The Trump administration’s proposed tariffs on $50 billion of Chinese imports, coupled with retaliation promised by China, would reduce U.S. gross domestic product by nearly $3 billion and destroy 134,000 American jobs, according to a study by the National Retail Federation (NRF) and the Consumer Technology Association (CTA). The report finds that four jobs would be lost for every job gained.

“As administration officials prepare to head to China for trade talks, the livelihoods of American workers hang in the balance,” NRF President and CEO Matthew Shay said. “We hope this is the start of a serious negotiation process that leads to a more open Chinese market and protects U.S. jobs and economic growth. We must resolve this trade dispute without resorting to job-killing tariffs and retaliation.”

The study warns that imposing tariffs on an additional $100 billion of Chinese imports would come at a significant cost to the U.S. economy, destroying 455,000 jobs and reducing GDP by $49 billion.

“Tariffs could wash away the benefits recent tax reform will have on the economy, bringing uncertainty to American businesses and devastation to some workers in key states – they might lose their jobs over a trade tax,” CTA President and CEO Gary Shapiro said. “Rising costs on farmers, manufacturers and service providers isn’t the answer; it shows protectionism will weaken America.
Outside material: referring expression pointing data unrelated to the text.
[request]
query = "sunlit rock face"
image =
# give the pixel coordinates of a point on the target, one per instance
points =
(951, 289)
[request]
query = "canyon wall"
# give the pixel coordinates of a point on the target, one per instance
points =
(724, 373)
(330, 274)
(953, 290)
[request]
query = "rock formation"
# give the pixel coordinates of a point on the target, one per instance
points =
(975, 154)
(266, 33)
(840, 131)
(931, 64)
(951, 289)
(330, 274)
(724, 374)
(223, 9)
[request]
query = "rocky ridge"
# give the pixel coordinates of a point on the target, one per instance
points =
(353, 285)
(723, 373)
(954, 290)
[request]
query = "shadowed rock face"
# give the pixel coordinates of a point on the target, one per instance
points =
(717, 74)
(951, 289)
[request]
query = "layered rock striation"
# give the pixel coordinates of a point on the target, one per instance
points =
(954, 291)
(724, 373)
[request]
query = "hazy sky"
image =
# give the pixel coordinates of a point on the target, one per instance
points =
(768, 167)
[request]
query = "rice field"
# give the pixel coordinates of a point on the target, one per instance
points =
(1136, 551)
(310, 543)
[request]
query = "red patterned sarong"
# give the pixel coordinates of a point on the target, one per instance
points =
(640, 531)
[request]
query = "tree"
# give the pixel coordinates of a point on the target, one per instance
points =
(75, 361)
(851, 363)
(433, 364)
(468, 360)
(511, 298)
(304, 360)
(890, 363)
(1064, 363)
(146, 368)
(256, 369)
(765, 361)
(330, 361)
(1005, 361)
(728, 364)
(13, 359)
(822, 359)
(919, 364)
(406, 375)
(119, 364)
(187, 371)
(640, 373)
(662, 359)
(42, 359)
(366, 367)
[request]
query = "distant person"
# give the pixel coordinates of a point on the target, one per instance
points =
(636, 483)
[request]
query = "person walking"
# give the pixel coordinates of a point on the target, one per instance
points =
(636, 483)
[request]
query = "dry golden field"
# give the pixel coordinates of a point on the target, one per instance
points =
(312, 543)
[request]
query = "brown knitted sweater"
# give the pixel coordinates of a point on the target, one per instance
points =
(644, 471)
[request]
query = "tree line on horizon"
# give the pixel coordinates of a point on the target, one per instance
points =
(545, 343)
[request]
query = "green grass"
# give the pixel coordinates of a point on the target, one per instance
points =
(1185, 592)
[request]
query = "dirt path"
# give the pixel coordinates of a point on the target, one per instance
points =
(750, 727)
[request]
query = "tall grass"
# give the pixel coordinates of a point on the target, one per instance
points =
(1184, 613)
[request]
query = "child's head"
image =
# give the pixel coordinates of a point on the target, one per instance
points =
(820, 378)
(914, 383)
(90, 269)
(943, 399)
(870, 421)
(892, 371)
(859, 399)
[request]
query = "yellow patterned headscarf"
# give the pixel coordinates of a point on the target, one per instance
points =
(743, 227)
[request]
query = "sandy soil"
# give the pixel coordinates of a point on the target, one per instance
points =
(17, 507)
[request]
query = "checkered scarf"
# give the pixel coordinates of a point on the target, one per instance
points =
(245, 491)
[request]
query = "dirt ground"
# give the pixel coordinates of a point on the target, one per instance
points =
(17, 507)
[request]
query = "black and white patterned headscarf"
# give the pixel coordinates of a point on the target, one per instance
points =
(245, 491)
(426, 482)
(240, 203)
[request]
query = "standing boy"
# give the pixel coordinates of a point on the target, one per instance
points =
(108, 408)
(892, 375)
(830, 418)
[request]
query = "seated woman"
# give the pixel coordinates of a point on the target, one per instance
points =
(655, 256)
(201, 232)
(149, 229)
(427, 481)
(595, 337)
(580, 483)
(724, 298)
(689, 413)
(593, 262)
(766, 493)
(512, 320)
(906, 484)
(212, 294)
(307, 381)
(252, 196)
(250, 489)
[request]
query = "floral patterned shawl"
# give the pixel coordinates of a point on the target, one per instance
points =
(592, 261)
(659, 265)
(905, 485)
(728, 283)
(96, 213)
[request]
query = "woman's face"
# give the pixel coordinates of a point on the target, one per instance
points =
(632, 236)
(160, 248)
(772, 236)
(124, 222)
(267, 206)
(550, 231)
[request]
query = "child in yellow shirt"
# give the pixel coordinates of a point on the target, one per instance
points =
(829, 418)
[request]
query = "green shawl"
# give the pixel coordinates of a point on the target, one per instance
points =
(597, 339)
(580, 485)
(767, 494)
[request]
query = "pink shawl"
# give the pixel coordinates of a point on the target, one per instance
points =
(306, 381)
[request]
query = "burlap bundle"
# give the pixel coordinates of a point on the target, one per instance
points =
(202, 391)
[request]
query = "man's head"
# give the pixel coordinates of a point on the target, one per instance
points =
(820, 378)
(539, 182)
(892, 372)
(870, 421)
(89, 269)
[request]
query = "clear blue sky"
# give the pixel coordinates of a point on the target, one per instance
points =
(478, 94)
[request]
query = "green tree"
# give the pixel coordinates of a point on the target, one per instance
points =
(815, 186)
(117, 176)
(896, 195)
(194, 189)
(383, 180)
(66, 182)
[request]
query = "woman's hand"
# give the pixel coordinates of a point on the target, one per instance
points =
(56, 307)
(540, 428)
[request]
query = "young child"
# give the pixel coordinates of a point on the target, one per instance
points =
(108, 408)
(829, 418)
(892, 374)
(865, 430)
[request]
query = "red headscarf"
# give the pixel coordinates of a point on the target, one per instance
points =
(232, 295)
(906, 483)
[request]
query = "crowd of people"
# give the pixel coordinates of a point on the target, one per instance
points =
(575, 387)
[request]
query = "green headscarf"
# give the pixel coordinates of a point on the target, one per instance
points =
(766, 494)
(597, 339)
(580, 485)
We are encouraged by Treasury Secretary Mnuchin and U.S. Trade Representative Robert Lighthizer’s visit to China and wish them success addressing China's problematic trade barriers. We believe it is best for the administration to seize on China's willingness to negotiate to achieve positive outcomes for U.S. workers, rather than via tariffs that ultimately harm us.”

While the impact of the tariffs would be felt across various sectors of the U.S. economy, agriculture would be hit especially hard. The net income of farmers would decline by 6.7 percent, and 67,000 agriculture jobs would be lost. And the hit to farmers would more than double if the tariffs expanded to an additional $100 billion of products. Farmer income would drop by 15 percent, and jobs in the sector would decline by 181,000.

The study also details the employment impact of tariffs at the state level. The ten states that would suffer the highest job losses are California, Texas, Florida, Washington, New York, Georgia, Missouri, Pennsylvania, North Carolina and Ohio.

The California Apple Commission has already voiced its concern about the impact of China's new 15 percent retaliatory tariffs on U.S. apples, saying it might create over-supply domestically. The states most impacted by the tariff which took effect on April 2 are Washington, California and Michigan. California doesn't directly ship apples to the Chinese mainland, but reduced export rates of other apple producing states could potentially put pressure on the domestic market and push down prices as a result, said Alexander Ott, executive director.

A recent NRF and CTA study examined the consumer impact of proposed tariffs on television sets and other products from China. The study found that a TV made in China that costs American consumers $250 today would cost $308 after the tariffs are applied, an increase of 23 percent.